The piece includes the moment when a former Greek senior coast guard officer, who the BBC was interviewing on camera, admits off camera, while his mic is still on, that the actions of his colleagues caught on a video he was presented with were, in fact, a blatant violation of international law.

During the 1.33-minute-long video interview, the interviewee was shown footage of Greek coast guard officers loading would-be migrants, including a small child, back into a boat after they arrived on a Greek island. While on camera the interviewed ex-officer can be seen saying “It doesn’t seem like it’s forceful”. He goes on to say that the “migrants don’t seem to have the same affection for children as we do,” while claiming they [migrants] often abandon them.

When the crew stops for a short break, and while the camera is still recording the officer can be heard responding to a phone call saying “I haven’t told them too much”. “It’s crystal clear. It’s an international crime”, he says referring to the reloading of migrants back into the boat.

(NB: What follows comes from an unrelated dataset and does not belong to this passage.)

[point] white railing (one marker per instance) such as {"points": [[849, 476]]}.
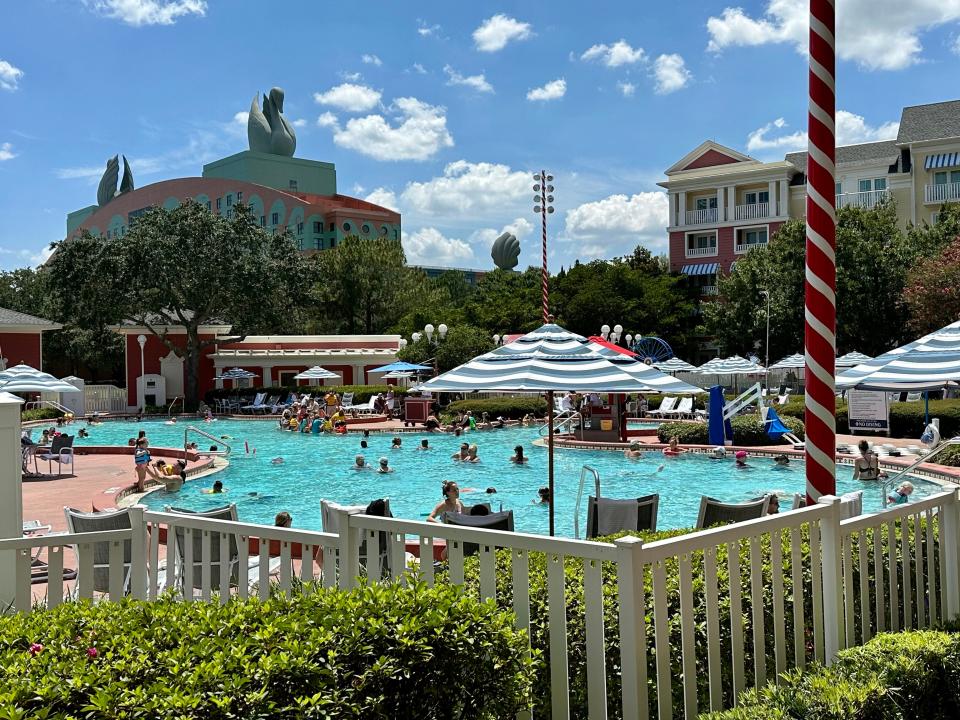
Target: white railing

As the piece notes 40 people have died as a result of being forced out of Greek territorial waters, or taken back out to sea after reaching Greek islands.
The BBC reporters said the Greek coastguard told them it strongly denied all accusations of illegal activities.

The article claims that the Greek government has long been accused of forced returns to where they have crossed from, which is illegal under international law.
The BBC team analyzed 15 cases of alleged fatalities as a result of the Greek coastguard’s actions which resulted in 43 deaths. To analyze that incidents the investigative team used initial sources, primarily local media, NGOs and the Turkish coastguard.

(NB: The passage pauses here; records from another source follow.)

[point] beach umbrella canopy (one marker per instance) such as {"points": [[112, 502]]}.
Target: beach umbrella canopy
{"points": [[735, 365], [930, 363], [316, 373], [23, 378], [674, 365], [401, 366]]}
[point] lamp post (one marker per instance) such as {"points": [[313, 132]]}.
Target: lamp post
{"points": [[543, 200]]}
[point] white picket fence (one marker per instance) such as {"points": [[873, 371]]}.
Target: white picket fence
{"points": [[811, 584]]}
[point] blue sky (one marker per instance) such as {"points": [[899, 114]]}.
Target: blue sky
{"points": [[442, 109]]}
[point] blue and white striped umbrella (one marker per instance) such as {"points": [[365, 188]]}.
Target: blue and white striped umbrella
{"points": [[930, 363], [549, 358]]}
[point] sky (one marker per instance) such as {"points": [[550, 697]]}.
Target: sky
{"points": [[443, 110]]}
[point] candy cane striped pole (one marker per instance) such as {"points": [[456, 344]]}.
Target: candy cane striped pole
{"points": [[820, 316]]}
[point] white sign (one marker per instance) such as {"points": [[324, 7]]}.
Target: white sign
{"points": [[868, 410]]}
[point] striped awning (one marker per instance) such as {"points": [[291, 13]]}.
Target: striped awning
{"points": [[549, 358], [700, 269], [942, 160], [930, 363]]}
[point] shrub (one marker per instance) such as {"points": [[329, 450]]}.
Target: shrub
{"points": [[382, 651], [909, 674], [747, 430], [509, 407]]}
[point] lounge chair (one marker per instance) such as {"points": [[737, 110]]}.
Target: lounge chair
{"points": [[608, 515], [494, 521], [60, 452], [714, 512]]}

The BBC piece continues by presenting one of the most chilling accounts of a Cameroonian man who claims he was hunted by Greek authorities after landing on the island of Samos in 2021.

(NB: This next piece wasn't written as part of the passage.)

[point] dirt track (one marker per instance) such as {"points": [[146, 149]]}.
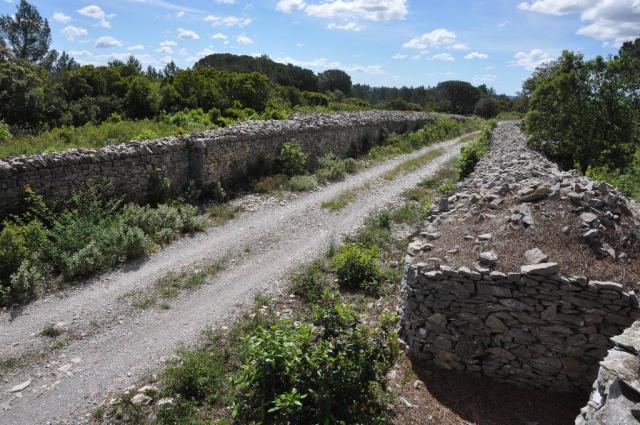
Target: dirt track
{"points": [[121, 344]]}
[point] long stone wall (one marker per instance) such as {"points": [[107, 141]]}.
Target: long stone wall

“We had barely docked, and the police came from behind,” he told us. “There were two policemen dressed in black, and three others in civilian clothes. They were masked, you could only see their eyes.”
He and two others – another from Cameroon and a man from Ivory Coast – were transferred to a Greek coastguard boat, he said, where events took a terrifying turn.
“They started with the [other] Cameroonian. They threw him in the water. The Ivorian man said: ‘Save me, I don’t want to die… and then eventually only his hand was above water, and his body was below.
“Slowly his hand slipped under, and the water engulfed him.”

Human rights groups allege thousands of people seeking asylum in Europe have been illegally forced back from Greece to Turkey and denied the right to seek asylum, which is enshrined in international and EU law.

Commenting on the BBC report, the Greek government spokesperson Pavlos Marinakis said the allegations presented in the piece have not been proven. “Every complaint is investigated at the judicial level”, referring to the eyewitness accounts cited in the report.

Greece on its part, claims Turkey has weaponized migrants starting their journey from its territory into the EU as a means to put pressure on the European Union to receive more funding, accusing Turkey of often collaborating with human trafficking smugglers and questionable NGOs.